In California specifically, frame selection is tied to seismic requirements. Your frames need to be rated for the seismic zone your facility sits in, and the connection points between frames and beams need to meet those load ratings under lateral force — not just static vertical load.
Beams
Step beams and channel beams span between upright frames and support the pallets. The beam profile, length, and gauge determine the load capacity per pair. Standard beam lengths run from 72 inches (two pallets wide) to 144 inches (four pallets wide), with 96-inch (three pallets wide) being extremely common.
Beam capacity is always rated per pair — so a beam pair rated at 5,000 pounds means you can place up to 5,000 pounds across both beams at that level.
Wire Decking
Wire mesh decking sits on top of the beams and provides a surface for pallets to rest on. This is especially important for fire code compliance — most fire marshals require wire decking because it allows sprinkler water to flow through to lower levels. Without decking, you're relying on pallets to bridge the beams, which works until a damaged pallet drops product onto someone below.
Anchoring
Every frame needs to be anchored to the floor. In seismic zones like California, the anchor specification is not optional — it's an engineered requirement. Standard wedge anchors in 1/2-inch or 3/4-inch diameter are the most common, but the specific anchor type, embedment depth, and spacing depend on the seismic calculations for your installation.
What Most Buyers Get Wrong
Focusing on price per beam instead of total installed cost. The beams and frames might be 40% of your total project cost. Anchors, wire decking, shims, column protectors, engineering, permitting, freight, and installation make up the rest. A quote that only covers the steel is incomplete.
Ignoring seismic requirements. In California, you need PE-stamped engineering calculations and building permits for racking installations over certain heights. If your supplier doesn't mention this, they're either unfamiliar with California requirements or planning to leave that problem to you.
Not accounting for the full pallet profile. Your racking dimensions need to account for the pallet, the product on the pallet, and the overhang. A 48-inch-deep pallet in a 42-inch-deep frame with product overhanging 2 inches per side means you need beam-to-beam clearance of at least 52 inches. Getting this wrong means pallets don't fit or product hangs into the aisle.

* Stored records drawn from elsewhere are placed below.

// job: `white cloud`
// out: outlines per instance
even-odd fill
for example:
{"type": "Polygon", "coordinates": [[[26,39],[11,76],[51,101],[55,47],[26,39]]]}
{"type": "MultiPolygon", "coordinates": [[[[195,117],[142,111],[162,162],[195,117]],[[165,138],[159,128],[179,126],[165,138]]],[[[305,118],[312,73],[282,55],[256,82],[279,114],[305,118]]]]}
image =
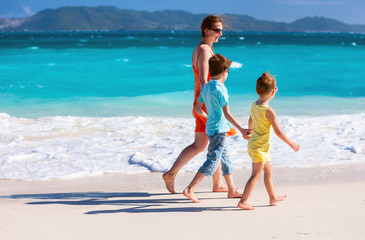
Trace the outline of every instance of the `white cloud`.
{"type": "Polygon", "coordinates": [[[307,5],[307,6],[328,6],[346,4],[344,1],[305,1],[305,0],[284,0],[278,1],[275,4],[281,5],[307,5]]]}
{"type": "Polygon", "coordinates": [[[30,15],[34,14],[34,12],[32,12],[32,9],[29,6],[24,6],[23,5],[22,9],[23,9],[25,15],[27,15],[27,16],[30,16],[30,15]]]}

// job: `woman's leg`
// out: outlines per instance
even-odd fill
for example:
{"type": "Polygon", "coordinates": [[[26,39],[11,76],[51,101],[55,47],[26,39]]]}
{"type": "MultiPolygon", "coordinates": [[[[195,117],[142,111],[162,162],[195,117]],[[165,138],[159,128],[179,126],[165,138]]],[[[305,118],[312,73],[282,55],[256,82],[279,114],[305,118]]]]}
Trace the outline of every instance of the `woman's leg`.
{"type": "Polygon", "coordinates": [[[208,136],[205,133],[196,132],[194,142],[191,145],[187,146],[180,153],[179,157],[176,159],[170,170],[162,175],[162,178],[164,179],[166,184],[166,188],[169,192],[176,193],[174,187],[174,180],[177,173],[193,157],[198,155],[200,152],[204,151],[204,149],[208,145],[208,142],[209,142],[208,136]]]}

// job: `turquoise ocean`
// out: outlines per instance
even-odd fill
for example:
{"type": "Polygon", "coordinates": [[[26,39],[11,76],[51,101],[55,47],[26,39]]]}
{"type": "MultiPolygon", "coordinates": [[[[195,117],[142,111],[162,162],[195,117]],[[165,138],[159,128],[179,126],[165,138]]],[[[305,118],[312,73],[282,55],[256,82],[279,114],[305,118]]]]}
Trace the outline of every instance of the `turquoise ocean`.
{"type": "MultiPolygon", "coordinates": [[[[0,179],[168,169],[193,140],[199,41],[199,32],[0,33],[0,179]]],[[[256,79],[276,76],[270,105],[302,146],[292,155],[274,139],[277,166],[364,161],[364,34],[225,32],[214,51],[233,61],[226,87],[243,125],[256,79]]],[[[235,167],[249,167],[245,143],[229,141],[235,167]]]]}
{"type": "MultiPolygon", "coordinates": [[[[232,33],[214,44],[234,64],[226,86],[246,116],[255,81],[276,75],[285,115],[357,113],[365,104],[365,35],[232,33]]],[[[191,115],[198,32],[0,34],[0,112],[41,116],[191,115]]]]}

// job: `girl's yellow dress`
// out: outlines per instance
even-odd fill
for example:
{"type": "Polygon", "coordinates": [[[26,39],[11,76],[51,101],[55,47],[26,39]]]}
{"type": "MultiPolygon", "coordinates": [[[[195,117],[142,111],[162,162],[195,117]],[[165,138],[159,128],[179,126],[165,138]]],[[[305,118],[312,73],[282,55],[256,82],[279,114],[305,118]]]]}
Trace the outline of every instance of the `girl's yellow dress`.
{"type": "Polygon", "coordinates": [[[258,105],[256,102],[251,107],[252,135],[247,144],[247,151],[253,163],[265,164],[271,160],[272,127],[269,119],[265,116],[267,105],[258,105]]]}

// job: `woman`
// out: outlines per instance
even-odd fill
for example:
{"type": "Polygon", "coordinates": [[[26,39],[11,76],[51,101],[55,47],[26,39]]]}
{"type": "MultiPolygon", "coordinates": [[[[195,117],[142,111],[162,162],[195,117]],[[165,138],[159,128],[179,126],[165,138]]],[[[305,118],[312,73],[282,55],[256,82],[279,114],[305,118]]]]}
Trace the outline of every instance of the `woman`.
{"type": "MultiPolygon", "coordinates": [[[[169,171],[163,174],[167,190],[175,192],[174,180],[180,169],[198,153],[204,151],[208,145],[208,137],[205,133],[206,119],[203,119],[195,111],[195,105],[199,99],[200,89],[210,80],[208,60],[214,55],[213,43],[218,42],[223,32],[223,21],[218,16],[208,16],[201,24],[202,39],[195,47],[192,57],[192,65],[195,76],[193,116],[195,117],[195,140],[187,146],[176,159],[169,171]]],[[[203,110],[206,112],[205,106],[203,110]]],[[[220,165],[213,175],[213,192],[226,192],[227,186],[222,181],[220,165]]]]}

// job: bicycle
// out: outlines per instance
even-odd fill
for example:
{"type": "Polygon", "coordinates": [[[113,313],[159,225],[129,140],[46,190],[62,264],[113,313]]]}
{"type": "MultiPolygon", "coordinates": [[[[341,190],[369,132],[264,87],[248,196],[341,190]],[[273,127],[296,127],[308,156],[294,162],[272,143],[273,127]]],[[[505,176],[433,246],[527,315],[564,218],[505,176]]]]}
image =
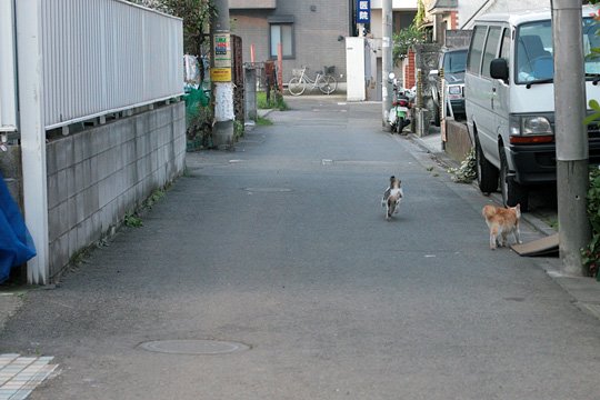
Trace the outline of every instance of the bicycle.
{"type": "Polygon", "coordinates": [[[338,88],[338,81],[331,76],[336,67],[326,67],[324,73],[322,71],[317,71],[314,78],[310,78],[307,73],[308,67],[302,67],[301,69],[292,70],[292,79],[288,83],[288,91],[292,96],[300,96],[307,90],[307,86],[311,86],[311,90],[319,88],[324,94],[331,94],[338,88]]]}

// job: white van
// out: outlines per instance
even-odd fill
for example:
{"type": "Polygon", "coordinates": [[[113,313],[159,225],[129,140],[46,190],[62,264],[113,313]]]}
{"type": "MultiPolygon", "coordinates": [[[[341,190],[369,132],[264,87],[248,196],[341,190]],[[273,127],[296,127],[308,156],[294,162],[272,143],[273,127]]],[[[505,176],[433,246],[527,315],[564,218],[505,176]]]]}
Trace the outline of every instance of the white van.
{"type": "MultiPolygon", "coordinates": [[[[583,49],[600,48],[583,8],[583,49]]],[[[556,181],[553,46],[550,9],[480,17],[467,57],[464,107],[482,192],[528,209],[528,188],[556,181]]],[[[587,101],[600,100],[600,59],[586,59],[587,101]]],[[[600,129],[588,128],[590,163],[600,162],[600,129]]]]}

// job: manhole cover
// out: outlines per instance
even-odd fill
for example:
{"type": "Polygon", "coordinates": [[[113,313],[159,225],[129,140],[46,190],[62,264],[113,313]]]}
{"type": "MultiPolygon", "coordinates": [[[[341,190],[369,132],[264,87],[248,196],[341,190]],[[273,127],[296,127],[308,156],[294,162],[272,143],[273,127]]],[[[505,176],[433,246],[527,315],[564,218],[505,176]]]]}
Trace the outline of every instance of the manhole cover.
{"type": "Polygon", "coordinates": [[[169,354],[229,354],[250,350],[243,343],[218,340],[156,340],[143,342],[140,348],[169,354]]]}
{"type": "Polygon", "coordinates": [[[291,189],[287,188],[246,188],[246,191],[254,193],[284,193],[290,192],[291,189]]]}

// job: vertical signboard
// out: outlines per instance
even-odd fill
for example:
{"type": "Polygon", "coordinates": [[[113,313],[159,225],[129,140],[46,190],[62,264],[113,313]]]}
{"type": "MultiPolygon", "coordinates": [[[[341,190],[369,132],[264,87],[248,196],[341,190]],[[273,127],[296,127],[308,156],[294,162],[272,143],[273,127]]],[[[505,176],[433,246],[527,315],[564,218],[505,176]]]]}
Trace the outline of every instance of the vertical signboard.
{"type": "Polygon", "coordinates": [[[357,0],[357,23],[371,22],[371,0],[357,0]]]}
{"type": "Polygon", "coordinates": [[[213,82],[231,81],[231,37],[229,33],[213,34],[214,67],[210,70],[213,82]]]}

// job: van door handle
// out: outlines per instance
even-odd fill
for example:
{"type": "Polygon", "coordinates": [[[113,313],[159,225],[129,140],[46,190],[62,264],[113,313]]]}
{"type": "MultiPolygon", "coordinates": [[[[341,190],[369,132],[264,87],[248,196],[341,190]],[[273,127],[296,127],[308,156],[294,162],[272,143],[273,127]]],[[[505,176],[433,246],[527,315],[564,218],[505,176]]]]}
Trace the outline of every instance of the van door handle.
{"type": "Polygon", "coordinates": [[[492,109],[493,109],[493,99],[496,99],[496,88],[492,88],[492,109]]]}

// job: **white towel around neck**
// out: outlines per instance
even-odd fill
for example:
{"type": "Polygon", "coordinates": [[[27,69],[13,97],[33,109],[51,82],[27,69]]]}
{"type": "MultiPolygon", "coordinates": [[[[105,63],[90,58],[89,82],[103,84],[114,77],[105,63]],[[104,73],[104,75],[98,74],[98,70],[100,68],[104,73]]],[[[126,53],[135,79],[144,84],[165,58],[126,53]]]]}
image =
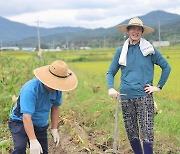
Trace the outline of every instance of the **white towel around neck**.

Overlooking column protection. Forklift impacts are the number one cause of racking damage. Column protectors are inexpensive relative to the cost of a frame replacement, and they dramatically extend the life of your installation. We carry over 150 column protector products for exactly this reason.
How to Get Started
The starting point for any racking project is understanding three things: what you're storing (pallet size, weight, and product profile), how much of it you need to store (total pallet positions required), and how fast you need to access it (throughput requirements that determine your racking type).

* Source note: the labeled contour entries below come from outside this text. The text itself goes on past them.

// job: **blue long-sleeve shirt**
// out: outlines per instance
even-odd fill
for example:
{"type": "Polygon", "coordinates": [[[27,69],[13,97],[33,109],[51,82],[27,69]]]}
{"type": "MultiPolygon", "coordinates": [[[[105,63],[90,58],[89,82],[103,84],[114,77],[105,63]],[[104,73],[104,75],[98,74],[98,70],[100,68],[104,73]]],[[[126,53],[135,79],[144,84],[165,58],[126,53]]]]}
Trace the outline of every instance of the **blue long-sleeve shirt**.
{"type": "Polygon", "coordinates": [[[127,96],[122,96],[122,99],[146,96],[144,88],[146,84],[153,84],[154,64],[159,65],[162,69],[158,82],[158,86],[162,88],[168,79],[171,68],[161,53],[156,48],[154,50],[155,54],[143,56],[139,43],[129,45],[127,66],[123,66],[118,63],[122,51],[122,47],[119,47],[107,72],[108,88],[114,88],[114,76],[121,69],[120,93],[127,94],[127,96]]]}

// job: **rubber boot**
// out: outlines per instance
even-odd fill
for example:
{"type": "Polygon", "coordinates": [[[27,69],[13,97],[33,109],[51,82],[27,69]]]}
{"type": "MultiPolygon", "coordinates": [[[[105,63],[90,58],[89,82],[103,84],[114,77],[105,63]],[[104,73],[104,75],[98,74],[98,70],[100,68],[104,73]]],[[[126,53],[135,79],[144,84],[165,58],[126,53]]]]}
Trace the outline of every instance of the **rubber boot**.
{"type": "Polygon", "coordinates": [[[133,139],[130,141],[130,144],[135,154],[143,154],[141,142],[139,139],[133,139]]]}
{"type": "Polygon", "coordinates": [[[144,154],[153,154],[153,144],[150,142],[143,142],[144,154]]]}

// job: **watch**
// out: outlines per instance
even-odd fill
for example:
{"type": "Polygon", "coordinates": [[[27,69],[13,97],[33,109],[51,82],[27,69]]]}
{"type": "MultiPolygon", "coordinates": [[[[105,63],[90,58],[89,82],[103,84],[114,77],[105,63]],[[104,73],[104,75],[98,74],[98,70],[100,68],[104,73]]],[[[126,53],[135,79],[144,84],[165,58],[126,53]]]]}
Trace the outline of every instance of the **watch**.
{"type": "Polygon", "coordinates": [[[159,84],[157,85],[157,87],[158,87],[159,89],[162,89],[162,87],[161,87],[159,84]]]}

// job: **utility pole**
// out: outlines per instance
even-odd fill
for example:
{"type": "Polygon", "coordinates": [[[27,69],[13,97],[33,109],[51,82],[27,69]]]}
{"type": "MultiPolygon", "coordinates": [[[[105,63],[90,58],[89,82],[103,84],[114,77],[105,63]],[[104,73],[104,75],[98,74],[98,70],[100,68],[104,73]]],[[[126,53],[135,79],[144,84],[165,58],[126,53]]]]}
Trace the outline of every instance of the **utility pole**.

From there, a warehouse layout design determines the optimal configuration — racking type, aisle widths, beam levels, heights, and flow direction. In California, you'll need engineering calculations and permits before installation can begin.
If you're working with a broker like J&R, the advantage is access to multiple manufacturers' product lines, which means we can spec the best-fit components rather than being locked into one brand's catalog.